Finalmente, tras varios años divagando sobre el tema, en agosto de 2015 Jaime Gibbons y Salvador Harambour coincidieron en el interés por buscar el lugar y aclarar el misterio de la piedra de fuego. Uniendo datos antropológicos aportados por Alfredo Prieto, con las características geológicas de las islas del sur fueguino, se comenzó a planificar una pequeña expedición junto a Miguel Hervé. Se sumó al grupo un nuevo navegante, no tan solitario, Jaime Gysling, que también se entusiasmó con la búsqueda de la “nada misma”. Poco tiempo después, en octubre, el grupo navegaba en el velero Arco Iris rumbo a los canales del sur del estrecho de Magallanes y Tierra del Fuego.
La suerte y el clima los acompañó y luego de algunos días de navegación dieron con el lugar, corroborando lo que Porter habría encontrado y develando uno de los misterios mejor guardados de los canales australes.
En el lugar, que bautizaron Iswoli haciendo honor al término con que los indígenas conocían a la pirita, se notaba el largo periodo de abandono y los casi 130 años o más desde que había dejado de ser la fuente de la piedra del fuego; todavía quedaban vestigios de explotación tales como rastros de excavación en una veta principal y abundantes escombros. También se veían restos de pirita donde la vegetación no alcanzaba a cubrir partes del yacimiento, con sus vetas expuestas en los sectores erosionados por el agua de vertientes y la lluvia.
En la veta principal pudo constatarse que los indígenas trabajaron durante largo tiempo aprovechando fisuras y zonas más débiles, probablemente usando fuego, para extraer bloques de pirita maciza de tamaño suficiente para su utilización. En la playa había abundante material de pequeño tamaño, posiblemente el producto del trabajo de desgaste de los bloques mayores, tal como había sido descrito por el misionero Thomas Bridges. Con gran satisfacción, comprobaron que al golpear o frotar un trozo de pirita con un trozo de cuarzo, muy abundante en vetas presentes en todo el sector, se obtiene un gran caudal de chispas, suficientes para encender una yesca adecuadamente preparada.
El grupo exploró el lugar durante varios de días, obteniendo algunas muestras de distintos tipos y calidades. En las cercanías de la veta principal también había algo más de pirita con señales de haber sido trabajada; pero de calidad aparentemente inferior, sin potencial evidente para hacer fuego; pero indicando que los indígenas también llevaron a cabo una exploración exhaustiva del área.

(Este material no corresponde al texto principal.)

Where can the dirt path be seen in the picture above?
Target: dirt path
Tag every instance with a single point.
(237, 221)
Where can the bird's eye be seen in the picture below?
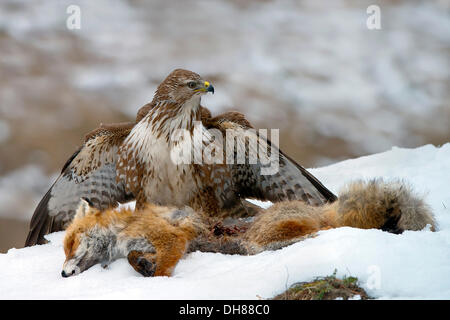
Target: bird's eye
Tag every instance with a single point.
(192, 84)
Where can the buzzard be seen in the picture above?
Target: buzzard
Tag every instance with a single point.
(125, 161)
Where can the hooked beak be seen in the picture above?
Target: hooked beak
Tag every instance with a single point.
(207, 87)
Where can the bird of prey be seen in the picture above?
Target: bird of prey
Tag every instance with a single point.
(122, 162)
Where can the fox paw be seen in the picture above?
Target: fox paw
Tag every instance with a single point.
(142, 264)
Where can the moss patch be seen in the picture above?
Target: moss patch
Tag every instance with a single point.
(324, 288)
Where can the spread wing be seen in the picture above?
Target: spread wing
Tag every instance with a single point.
(273, 176)
(91, 173)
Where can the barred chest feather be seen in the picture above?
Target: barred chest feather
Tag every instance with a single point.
(146, 165)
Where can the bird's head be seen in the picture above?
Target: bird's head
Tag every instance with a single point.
(181, 86)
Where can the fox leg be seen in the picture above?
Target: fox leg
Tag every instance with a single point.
(168, 258)
(144, 263)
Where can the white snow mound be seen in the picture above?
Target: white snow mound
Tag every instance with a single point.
(413, 265)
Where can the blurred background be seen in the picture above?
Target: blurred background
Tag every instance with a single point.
(313, 69)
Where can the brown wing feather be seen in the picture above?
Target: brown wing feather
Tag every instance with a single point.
(291, 182)
(91, 173)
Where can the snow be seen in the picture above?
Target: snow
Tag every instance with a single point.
(413, 265)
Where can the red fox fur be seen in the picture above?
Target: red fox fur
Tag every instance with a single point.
(154, 239)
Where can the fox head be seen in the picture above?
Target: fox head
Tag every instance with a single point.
(87, 242)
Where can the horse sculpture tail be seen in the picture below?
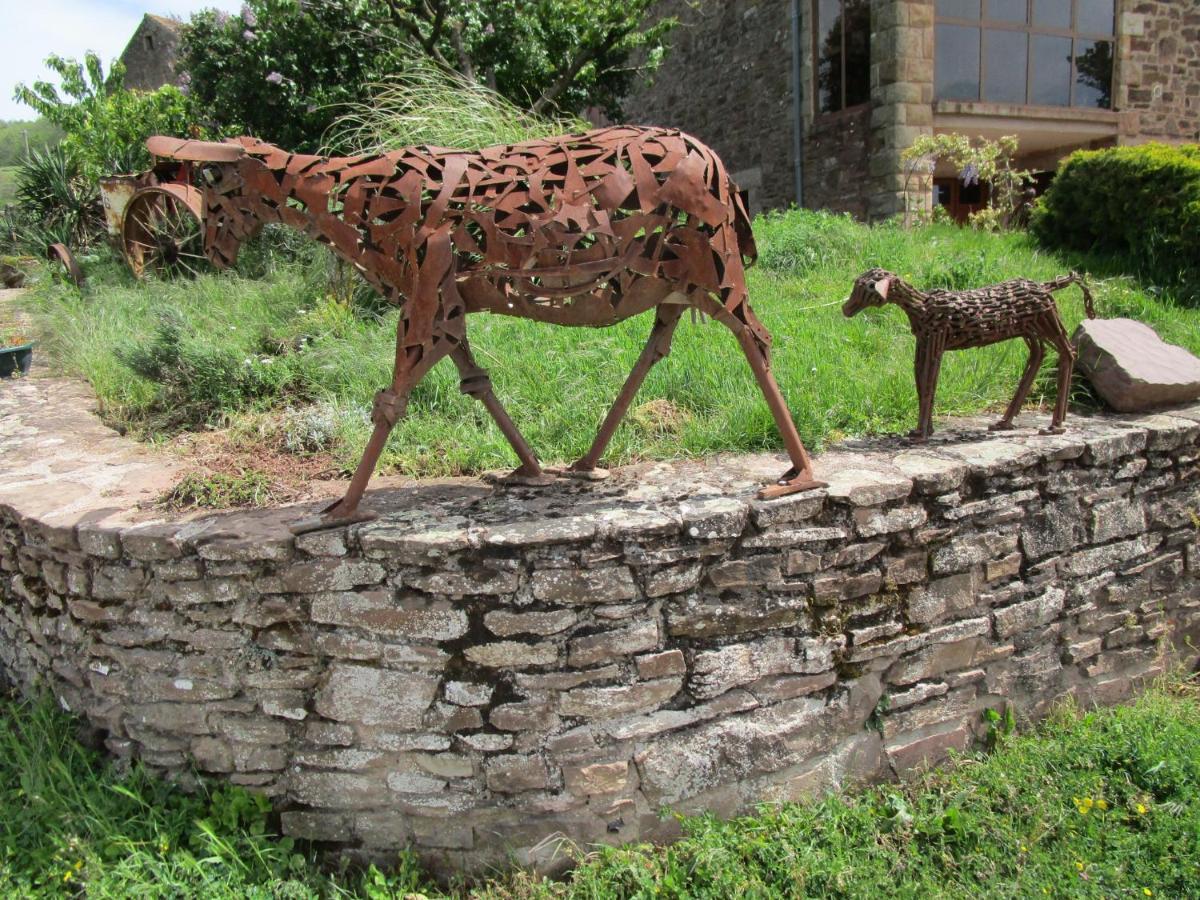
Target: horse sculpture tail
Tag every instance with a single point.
(1074, 279)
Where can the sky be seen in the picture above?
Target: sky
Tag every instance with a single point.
(37, 28)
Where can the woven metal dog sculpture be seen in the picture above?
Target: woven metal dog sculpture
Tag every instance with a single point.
(954, 321)
(582, 229)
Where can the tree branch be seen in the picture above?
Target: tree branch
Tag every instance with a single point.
(585, 55)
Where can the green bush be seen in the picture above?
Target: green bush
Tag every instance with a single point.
(1140, 202)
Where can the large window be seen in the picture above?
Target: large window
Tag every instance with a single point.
(843, 51)
(1054, 53)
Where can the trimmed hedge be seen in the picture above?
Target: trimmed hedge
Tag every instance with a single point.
(1141, 202)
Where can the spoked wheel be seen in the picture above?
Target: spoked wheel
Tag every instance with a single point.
(163, 232)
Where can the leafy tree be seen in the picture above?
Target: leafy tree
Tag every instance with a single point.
(285, 69)
(105, 125)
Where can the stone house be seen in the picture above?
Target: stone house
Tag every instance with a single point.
(150, 54)
(874, 75)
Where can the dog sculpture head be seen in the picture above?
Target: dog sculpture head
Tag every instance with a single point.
(870, 289)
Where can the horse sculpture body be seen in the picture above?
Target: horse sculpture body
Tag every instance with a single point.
(953, 321)
(582, 229)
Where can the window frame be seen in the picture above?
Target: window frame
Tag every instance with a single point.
(1029, 28)
(815, 6)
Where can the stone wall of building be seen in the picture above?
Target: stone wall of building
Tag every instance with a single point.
(727, 81)
(150, 55)
(837, 157)
(483, 669)
(1159, 69)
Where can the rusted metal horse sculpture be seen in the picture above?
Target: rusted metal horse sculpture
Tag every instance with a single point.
(582, 229)
(943, 321)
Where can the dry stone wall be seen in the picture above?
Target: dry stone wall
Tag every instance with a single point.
(483, 670)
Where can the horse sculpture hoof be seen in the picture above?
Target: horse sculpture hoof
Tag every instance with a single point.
(330, 517)
(791, 481)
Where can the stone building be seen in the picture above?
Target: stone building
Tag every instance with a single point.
(874, 75)
(150, 54)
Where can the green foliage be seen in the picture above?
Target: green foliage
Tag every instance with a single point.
(220, 490)
(1093, 804)
(54, 202)
(13, 135)
(427, 103)
(989, 162)
(286, 70)
(75, 826)
(1140, 202)
(244, 347)
(105, 125)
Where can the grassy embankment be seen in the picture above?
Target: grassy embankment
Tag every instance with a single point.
(222, 351)
(1104, 804)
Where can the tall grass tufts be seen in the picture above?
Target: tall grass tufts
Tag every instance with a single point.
(430, 105)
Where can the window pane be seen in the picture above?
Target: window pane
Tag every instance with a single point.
(1050, 83)
(858, 52)
(1096, 17)
(1051, 13)
(828, 55)
(959, 9)
(957, 63)
(1003, 60)
(1007, 10)
(1093, 73)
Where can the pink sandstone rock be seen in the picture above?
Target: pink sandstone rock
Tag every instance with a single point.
(1132, 367)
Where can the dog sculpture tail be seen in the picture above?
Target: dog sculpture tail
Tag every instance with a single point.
(1074, 279)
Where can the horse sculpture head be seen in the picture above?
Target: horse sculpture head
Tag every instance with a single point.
(870, 289)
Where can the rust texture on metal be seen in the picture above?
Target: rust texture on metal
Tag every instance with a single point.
(582, 229)
(954, 321)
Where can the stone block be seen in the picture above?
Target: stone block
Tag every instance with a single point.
(514, 774)
(672, 580)
(871, 522)
(376, 696)
(912, 751)
(943, 598)
(599, 778)
(587, 586)
(1031, 613)
(745, 573)
(660, 665)
(505, 624)
(382, 612)
(606, 646)
(867, 487)
(511, 654)
(1132, 367)
(323, 575)
(621, 700)
(1117, 519)
(474, 582)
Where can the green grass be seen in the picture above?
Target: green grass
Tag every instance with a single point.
(1096, 804)
(7, 185)
(222, 348)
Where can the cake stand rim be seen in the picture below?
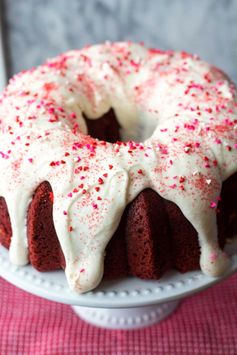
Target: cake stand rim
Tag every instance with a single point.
(140, 292)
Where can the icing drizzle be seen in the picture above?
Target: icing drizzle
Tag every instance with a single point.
(181, 109)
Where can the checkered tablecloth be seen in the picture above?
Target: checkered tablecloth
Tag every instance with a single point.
(203, 324)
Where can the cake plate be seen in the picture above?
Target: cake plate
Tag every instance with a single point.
(126, 303)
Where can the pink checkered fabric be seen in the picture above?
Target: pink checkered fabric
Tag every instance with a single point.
(203, 324)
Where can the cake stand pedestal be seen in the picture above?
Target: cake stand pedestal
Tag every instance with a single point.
(127, 303)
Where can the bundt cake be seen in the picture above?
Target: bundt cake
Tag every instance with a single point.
(118, 160)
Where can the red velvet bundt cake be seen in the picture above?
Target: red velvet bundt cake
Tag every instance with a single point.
(120, 159)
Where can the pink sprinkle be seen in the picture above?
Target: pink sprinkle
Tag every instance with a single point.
(73, 115)
(213, 204)
(213, 256)
(217, 141)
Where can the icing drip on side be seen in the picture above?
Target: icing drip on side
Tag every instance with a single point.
(189, 105)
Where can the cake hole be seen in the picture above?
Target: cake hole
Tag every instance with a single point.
(108, 128)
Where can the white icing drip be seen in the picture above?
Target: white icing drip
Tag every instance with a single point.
(189, 105)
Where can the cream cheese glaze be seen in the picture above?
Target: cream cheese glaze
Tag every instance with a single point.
(182, 110)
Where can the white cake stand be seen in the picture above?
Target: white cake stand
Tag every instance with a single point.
(122, 304)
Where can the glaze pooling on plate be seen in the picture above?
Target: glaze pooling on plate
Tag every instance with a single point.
(181, 109)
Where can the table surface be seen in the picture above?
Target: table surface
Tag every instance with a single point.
(203, 324)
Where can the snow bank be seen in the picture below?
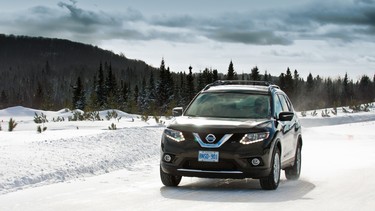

Asimismo, en las bahías aledañas se identificaron sitios donde los indígenas probablemente acamparon; pero se prefirió no investigarlos para no producir alteración; corresponderá a arqueólogos o nuevos investigadores el turno para estudiarlos. Ya informados del descubrimiento, pronto partirá una expedición a confirmar lo encontrado y analizar su importancia.
De esta forma, después de más de un siglo, el misterio de la fuente de la piedra del fuego fue resuelto: efectivamente hubo al menos una fuente de pirita maciza, apta para encender fuego. Su ocurrencia, desde el punto de vista geológico, puede ser explicada en el contexto de las otras rocas que afloran en la zona. Pero más relevante es corroborar que Iswoli, o la pirita utilizada para hacer fuego, no procede de una simple recolección sino que hubo una explotación minera indígena, que aunque incipiente por la precariedad de herramientas y técnicas disponibles, constituye una faceta totalmente nueva de la vida y evolución de los pueblos originarios de los canales australes.